Rogin pointed to a 2015 study that found that only 39 percent of hearing aid users were satisfied with their hearing aids in Japan, where hearing aids are widely sold OTC in jewelry, electronics and similar retail stores. Here in the U.S., 81 percent of users are satisfied with their hearing aids. Further, the hearing aid adoption rate is only 14 percent in Japan, compared to 30 percent in the U.S. Abandoning professional services leads to poorer outcomes and hence lower adoption rates.

"OTC and other DIY solutions have failed overseas, and we can't afford to replicate such models for the 36 million Americans with hearing loss," said Rogin.

HIA notes that access and affordability are increasing due to the expansion of "disruptive" market forces already in play, such as hearing aid sales at Big Box stores, through Internet sales and increasing numbers of third-party payment programs, all of which include the professional care inherent to successful adoption of hearing aids. These new channels have helped to significantly lower hearing aid prices and expand access.

"The Warren-Grassley bill has the right objectives, but the wrong solutions," said Rogin. "Rather, we should increase efforts to educate consumers and primary care physicians about the importance of addressing hearing loss, including proper testing and evaluation -- and continue to find new and innovative ways to deliver hearing aids."

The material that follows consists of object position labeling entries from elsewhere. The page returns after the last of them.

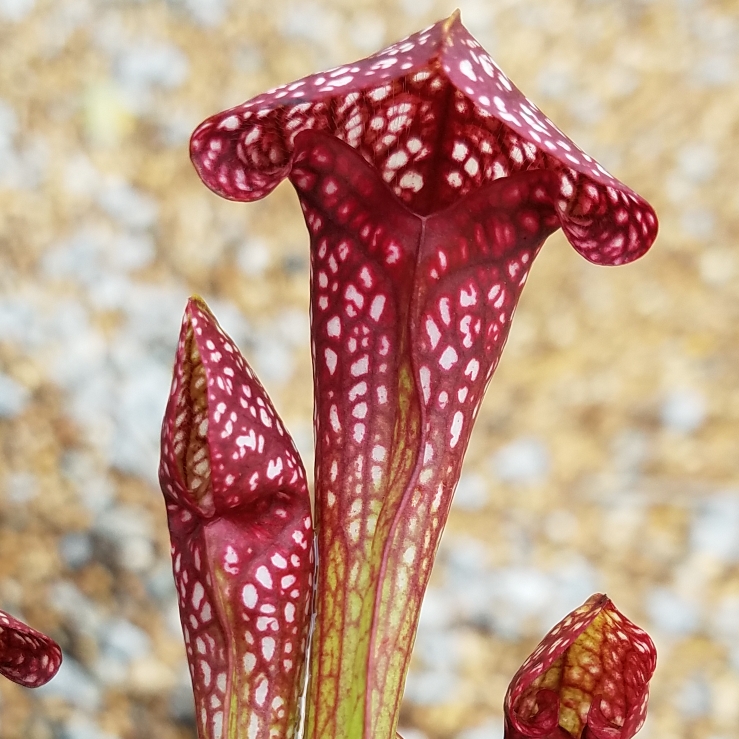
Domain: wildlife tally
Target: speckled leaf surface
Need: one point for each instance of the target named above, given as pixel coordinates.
(239, 517)
(588, 678)
(27, 656)
(436, 118)
(428, 184)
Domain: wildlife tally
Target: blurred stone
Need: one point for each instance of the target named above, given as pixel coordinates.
(254, 258)
(524, 461)
(671, 614)
(13, 397)
(693, 700)
(21, 487)
(129, 530)
(16, 10)
(683, 411)
(472, 492)
(492, 729)
(431, 687)
(74, 685)
(715, 528)
(81, 727)
(75, 549)
(151, 676)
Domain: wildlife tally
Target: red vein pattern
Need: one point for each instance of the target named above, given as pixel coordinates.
(410, 316)
(428, 183)
(587, 679)
(27, 656)
(240, 524)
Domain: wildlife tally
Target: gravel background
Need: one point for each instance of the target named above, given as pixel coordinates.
(604, 458)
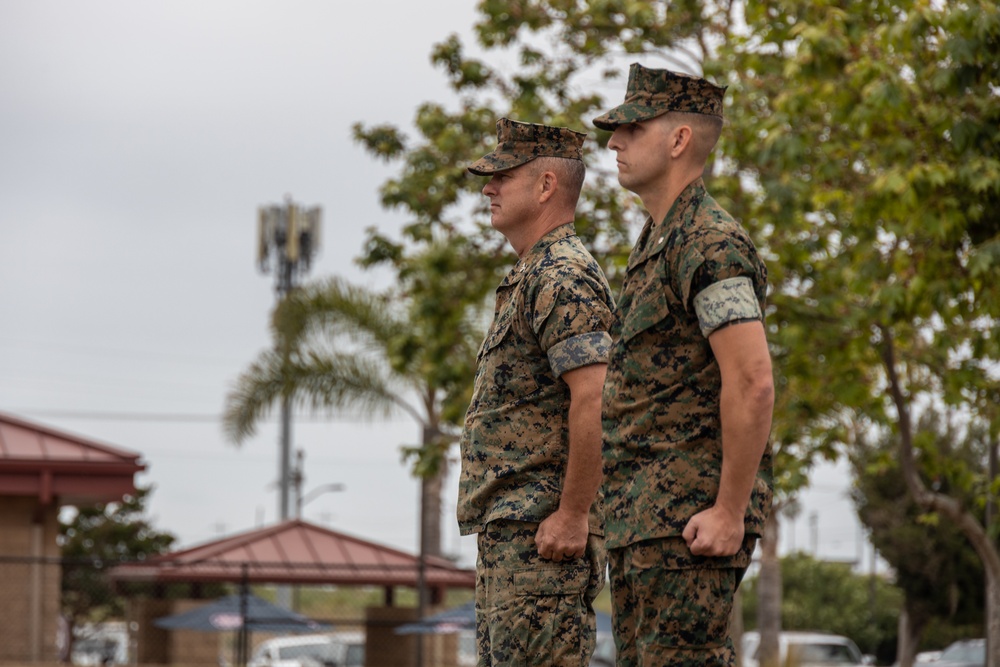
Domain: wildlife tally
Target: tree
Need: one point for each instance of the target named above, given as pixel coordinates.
(412, 348)
(98, 537)
(942, 589)
(861, 152)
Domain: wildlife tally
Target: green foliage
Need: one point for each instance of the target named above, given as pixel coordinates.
(944, 585)
(861, 151)
(99, 537)
(343, 347)
(830, 597)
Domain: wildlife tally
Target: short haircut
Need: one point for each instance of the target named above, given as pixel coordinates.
(571, 174)
(706, 130)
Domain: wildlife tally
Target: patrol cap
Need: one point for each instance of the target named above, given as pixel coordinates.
(519, 142)
(654, 92)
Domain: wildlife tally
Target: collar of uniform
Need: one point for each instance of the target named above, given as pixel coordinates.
(533, 256)
(658, 232)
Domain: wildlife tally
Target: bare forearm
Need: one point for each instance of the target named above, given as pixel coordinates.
(583, 468)
(746, 426)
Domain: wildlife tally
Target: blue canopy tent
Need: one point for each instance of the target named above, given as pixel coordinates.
(234, 612)
(463, 617)
(243, 613)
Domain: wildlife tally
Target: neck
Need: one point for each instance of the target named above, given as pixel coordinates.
(523, 239)
(658, 201)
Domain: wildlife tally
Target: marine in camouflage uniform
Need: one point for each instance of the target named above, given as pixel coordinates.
(688, 395)
(531, 447)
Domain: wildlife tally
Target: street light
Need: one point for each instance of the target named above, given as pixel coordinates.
(298, 480)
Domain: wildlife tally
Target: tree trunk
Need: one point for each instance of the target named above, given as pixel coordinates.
(909, 634)
(947, 506)
(430, 520)
(992, 619)
(769, 594)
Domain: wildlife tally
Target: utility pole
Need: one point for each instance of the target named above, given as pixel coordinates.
(287, 238)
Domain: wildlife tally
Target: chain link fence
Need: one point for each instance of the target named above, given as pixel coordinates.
(60, 611)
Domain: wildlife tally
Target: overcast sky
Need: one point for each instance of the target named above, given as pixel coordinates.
(136, 142)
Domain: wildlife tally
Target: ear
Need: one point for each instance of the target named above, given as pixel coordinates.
(680, 140)
(548, 183)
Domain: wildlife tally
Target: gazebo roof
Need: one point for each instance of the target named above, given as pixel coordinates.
(295, 552)
(39, 461)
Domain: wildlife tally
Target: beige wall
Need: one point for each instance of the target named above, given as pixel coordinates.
(178, 647)
(29, 590)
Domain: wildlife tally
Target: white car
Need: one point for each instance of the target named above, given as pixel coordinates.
(807, 649)
(338, 649)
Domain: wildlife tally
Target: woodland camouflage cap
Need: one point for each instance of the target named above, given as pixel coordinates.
(518, 143)
(654, 92)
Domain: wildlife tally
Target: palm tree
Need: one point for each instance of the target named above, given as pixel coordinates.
(344, 347)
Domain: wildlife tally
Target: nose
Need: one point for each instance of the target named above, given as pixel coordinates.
(615, 143)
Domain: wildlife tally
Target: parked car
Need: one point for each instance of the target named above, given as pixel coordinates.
(806, 649)
(338, 649)
(963, 653)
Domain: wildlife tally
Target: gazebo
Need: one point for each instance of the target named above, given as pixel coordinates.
(292, 552)
(41, 470)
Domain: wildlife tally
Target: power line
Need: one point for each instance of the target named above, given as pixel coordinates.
(178, 417)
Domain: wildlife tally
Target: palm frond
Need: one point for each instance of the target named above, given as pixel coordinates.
(332, 308)
(332, 381)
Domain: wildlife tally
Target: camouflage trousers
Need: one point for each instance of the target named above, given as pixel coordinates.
(672, 608)
(531, 611)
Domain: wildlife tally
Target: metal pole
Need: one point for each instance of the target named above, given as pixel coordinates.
(285, 464)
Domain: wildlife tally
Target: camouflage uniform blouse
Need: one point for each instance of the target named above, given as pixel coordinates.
(662, 432)
(553, 314)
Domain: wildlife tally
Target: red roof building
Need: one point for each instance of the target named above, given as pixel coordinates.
(41, 470)
(296, 552)
(56, 467)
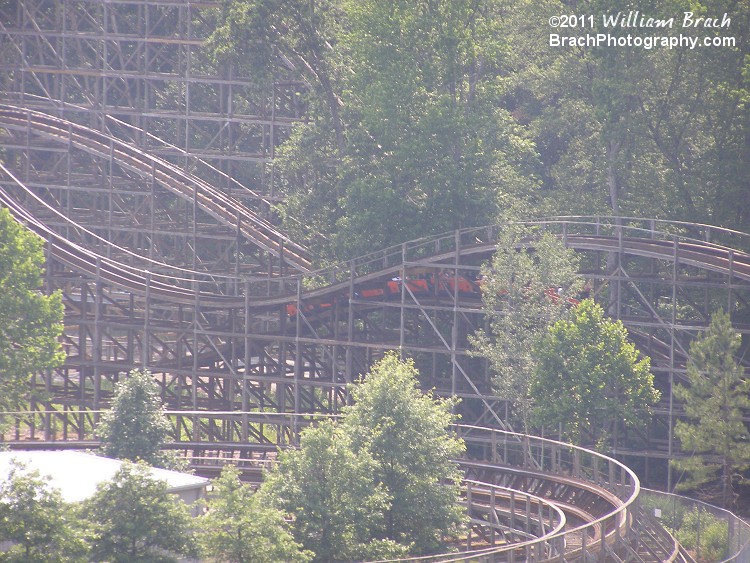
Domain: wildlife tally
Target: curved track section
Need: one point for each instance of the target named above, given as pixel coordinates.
(234, 350)
(224, 209)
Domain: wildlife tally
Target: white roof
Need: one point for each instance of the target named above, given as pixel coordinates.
(76, 474)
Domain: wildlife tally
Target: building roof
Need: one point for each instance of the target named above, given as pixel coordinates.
(76, 474)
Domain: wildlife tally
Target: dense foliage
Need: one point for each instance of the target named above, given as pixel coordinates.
(136, 428)
(379, 484)
(589, 378)
(515, 291)
(713, 432)
(430, 115)
(240, 527)
(35, 518)
(134, 518)
(30, 322)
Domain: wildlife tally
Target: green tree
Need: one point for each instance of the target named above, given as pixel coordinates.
(704, 534)
(713, 432)
(519, 307)
(406, 432)
(31, 321)
(136, 428)
(380, 484)
(330, 493)
(403, 119)
(134, 518)
(239, 528)
(35, 518)
(589, 377)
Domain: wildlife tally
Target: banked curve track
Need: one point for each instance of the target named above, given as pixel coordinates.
(596, 495)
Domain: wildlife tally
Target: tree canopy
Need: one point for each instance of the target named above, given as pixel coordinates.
(31, 321)
(713, 433)
(379, 484)
(440, 114)
(133, 518)
(589, 378)
(239, 527)
(135, 427)
(516, 289)
(35, 518)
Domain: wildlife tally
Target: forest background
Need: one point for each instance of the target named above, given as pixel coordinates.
(426, 116)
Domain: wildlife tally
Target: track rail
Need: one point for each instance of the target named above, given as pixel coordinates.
(221, 207)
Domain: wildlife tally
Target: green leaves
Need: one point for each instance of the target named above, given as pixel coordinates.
(30, 322)
(134, 518)
(35, 518)
(240, 526)
(381, 483)
(515, 289)
(713, 432)
(589, 378)
(136, 428)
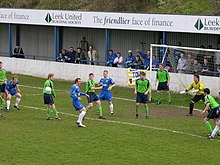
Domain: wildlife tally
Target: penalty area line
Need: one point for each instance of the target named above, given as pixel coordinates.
(118, 98)
(125, 123)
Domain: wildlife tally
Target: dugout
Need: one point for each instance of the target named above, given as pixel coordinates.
(43, 33)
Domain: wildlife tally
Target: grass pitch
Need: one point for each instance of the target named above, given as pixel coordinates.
(166, 137)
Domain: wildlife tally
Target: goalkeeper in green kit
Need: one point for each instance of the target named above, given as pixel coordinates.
(49, 94)
(3, 81)
(141, 90)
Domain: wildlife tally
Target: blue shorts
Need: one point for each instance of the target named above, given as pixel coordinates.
(105, 95)
(141, 98)
(2, 88)
(77, 105)
(92, 97)
(162, 86)
(13, 92)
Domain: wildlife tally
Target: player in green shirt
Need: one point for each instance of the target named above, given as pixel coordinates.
(163, 78)
(49, 93)
(141, 90)
(3, 82)
(90, 84)
(213, 106)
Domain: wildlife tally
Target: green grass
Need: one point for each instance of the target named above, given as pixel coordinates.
(28, 138)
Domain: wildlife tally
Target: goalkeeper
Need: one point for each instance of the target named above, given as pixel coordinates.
(198, 87)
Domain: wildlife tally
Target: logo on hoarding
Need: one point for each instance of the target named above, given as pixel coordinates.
(48, 18)
(63, 18)
(199, 25)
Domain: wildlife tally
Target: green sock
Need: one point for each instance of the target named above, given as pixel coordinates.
(147, 110)
(0, 102)
(137, 110)
(100, 110)
(56, 113)
(158, 97)
(48, 112)
(169, 97)
(208, 125)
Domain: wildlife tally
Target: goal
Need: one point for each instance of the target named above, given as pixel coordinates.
(187, 60)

Specifically, HIA calls for:

  • Primary care doctors to routinely screen patients over 60 for hearing loss and to refer patients with problems to a hearing care professional.
  • The U.S. Congress should act on a tax credit advocated by the industry and groups representing people with hearing loss which would help people afford the hearing aids that they need.

About HIA

HIA, headquartered in Washington, DC, is the national trade association of manufacturers of hearing aids, implantable hearing devices, assistive listening devices, component parts and power sources for amplification devices. For more than 40 years, the HIA-funded Better Hearing Institute (BHI) has worked tirelessly to increase public awareness of the importance of hearing health and treating hearing loss. For decades HIA, through BHI, has been conducting research and educational outreach so people with hearing loss can benefit from proper treatment.